The music was, naturally, unbeatable and performed very well. The acting was nearly at a professional level, the choreography was impressive, the voices were better than good and the entire production would have made any high school troupe mighty proud.
On Friday, the Meeker High School auditorium was packed; on Saturday it was just short of packed, so several hundred people were present to take in a wonderful production of a complex play.
From a tornado that launched Dorothy’s home, to Munchkin Land, to the forest and onto Oz, then onto the Wicked Witch’s Castle and back to Oz, the stage work was top notch and the entire production pretty well followed with song and action the original 1939 version of “The Wizard of Oz.”
Casting was excellent.
Mason Holliday played a great Dorothy—perfect for someone who can demonstrate a feeling of confusion, reluctance to try new things along with an innocence, yet comfortable enough in her role to provide a strong performance. Her rendition of “Somewhere Over the Rainbow” was clear, strong and brought tears to a few in the audience.
In some ways, Sena Zellers stole the show in her role as Scarecrow. Never did she forget that her limbs were only straw and something of a walking impediment with an occasional stumble, but the expressions on her face while experiencing those setbacks were priceless—absolutely impeccable.

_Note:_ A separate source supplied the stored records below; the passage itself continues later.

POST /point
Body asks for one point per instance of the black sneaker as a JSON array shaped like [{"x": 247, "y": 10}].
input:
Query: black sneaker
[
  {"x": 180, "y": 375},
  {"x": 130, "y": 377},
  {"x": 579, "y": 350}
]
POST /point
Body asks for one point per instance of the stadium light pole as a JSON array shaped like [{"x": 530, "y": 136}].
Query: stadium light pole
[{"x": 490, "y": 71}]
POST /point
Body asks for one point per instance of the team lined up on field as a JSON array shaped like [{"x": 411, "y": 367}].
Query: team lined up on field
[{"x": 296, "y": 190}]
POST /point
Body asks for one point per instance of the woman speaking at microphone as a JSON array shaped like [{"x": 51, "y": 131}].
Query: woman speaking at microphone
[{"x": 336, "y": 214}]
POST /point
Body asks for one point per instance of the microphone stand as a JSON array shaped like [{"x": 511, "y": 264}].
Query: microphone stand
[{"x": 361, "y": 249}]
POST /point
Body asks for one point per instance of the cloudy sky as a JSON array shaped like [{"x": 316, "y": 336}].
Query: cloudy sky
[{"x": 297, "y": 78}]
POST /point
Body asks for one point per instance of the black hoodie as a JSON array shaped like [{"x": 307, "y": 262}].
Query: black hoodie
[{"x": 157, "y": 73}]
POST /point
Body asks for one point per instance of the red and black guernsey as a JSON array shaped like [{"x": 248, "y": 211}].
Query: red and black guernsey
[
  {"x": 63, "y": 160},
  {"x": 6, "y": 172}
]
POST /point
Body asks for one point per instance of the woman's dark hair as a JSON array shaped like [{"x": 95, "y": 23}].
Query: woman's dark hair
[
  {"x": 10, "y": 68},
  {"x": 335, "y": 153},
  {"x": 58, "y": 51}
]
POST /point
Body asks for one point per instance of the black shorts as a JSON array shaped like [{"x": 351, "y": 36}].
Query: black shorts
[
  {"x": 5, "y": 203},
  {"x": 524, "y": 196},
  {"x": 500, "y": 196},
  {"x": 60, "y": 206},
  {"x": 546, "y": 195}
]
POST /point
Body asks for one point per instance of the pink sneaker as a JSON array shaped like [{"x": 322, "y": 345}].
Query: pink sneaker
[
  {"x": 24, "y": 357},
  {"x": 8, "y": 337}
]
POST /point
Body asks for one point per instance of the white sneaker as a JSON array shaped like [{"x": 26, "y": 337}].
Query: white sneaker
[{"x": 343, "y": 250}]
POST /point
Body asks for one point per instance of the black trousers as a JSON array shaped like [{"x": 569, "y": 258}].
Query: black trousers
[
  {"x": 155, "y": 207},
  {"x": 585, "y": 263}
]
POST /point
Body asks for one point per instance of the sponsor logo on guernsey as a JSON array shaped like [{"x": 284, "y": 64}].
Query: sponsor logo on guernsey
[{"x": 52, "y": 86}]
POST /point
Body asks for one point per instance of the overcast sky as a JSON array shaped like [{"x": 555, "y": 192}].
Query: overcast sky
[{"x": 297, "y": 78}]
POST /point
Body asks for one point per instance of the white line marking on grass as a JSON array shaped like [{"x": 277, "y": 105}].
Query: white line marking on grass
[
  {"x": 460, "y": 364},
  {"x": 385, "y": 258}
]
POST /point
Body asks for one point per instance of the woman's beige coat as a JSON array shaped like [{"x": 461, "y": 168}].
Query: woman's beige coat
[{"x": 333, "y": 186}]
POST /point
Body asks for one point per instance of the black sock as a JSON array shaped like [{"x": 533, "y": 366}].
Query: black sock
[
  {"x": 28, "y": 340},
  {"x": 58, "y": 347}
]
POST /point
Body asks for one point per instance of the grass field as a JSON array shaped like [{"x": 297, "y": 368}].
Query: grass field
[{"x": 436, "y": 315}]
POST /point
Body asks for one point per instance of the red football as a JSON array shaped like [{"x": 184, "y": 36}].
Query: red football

Another outstanding role was played by Annalise Amack as the Cowardly Lion. It didn’t hurt a bit that her natural hair and her lion’s main were the same color, making it appear as though she had one of the thickest flowing mains you’ll ever see on a lion. But she also demonstrated the ability to go from cowardly when needed and to fearless when needed.
Savannah May as the Tin Man; Glinda the Good Witch played by Kolbi Franklin; and Ruby Holliday, who played the evil Miss Gultch and the Wicked Witch, all did a tremendous job of creating the roles as they were meant to be created.
There were several other key players in the musical—unfortunately too many to mention—who fulfilled their roles at a level that would make larger troupes proud.
The groups of Munchkins, Wilkeys, the evil Monkeys, the Jitter Bugs, the Poppies and the Ozians added greatly to the play. With the last major production given in Meeker being “The Littlest Mermaid,” Meeker can lift its head high with the quality of production available here, regardless of which group does it, although most members of one group are likely members in another or two of the groups.
Kudos to local adults Kevin Amack, Matt Holliday and Laurie and Gary Zellers, who added zing to their roles as Hickory, Hunk, Auntie Em and Uncle Henry.
Kudos also to the directing team of Laurie and Gary Zellers, musical director and costume director Shana Holliday, choreographer Kari Jo Stevens, set designer and props creator Nancy Richardson and technical director Bob Amick. Every facet of the play from the choreography to the acting, to the set design and the lighting was nearly flawless.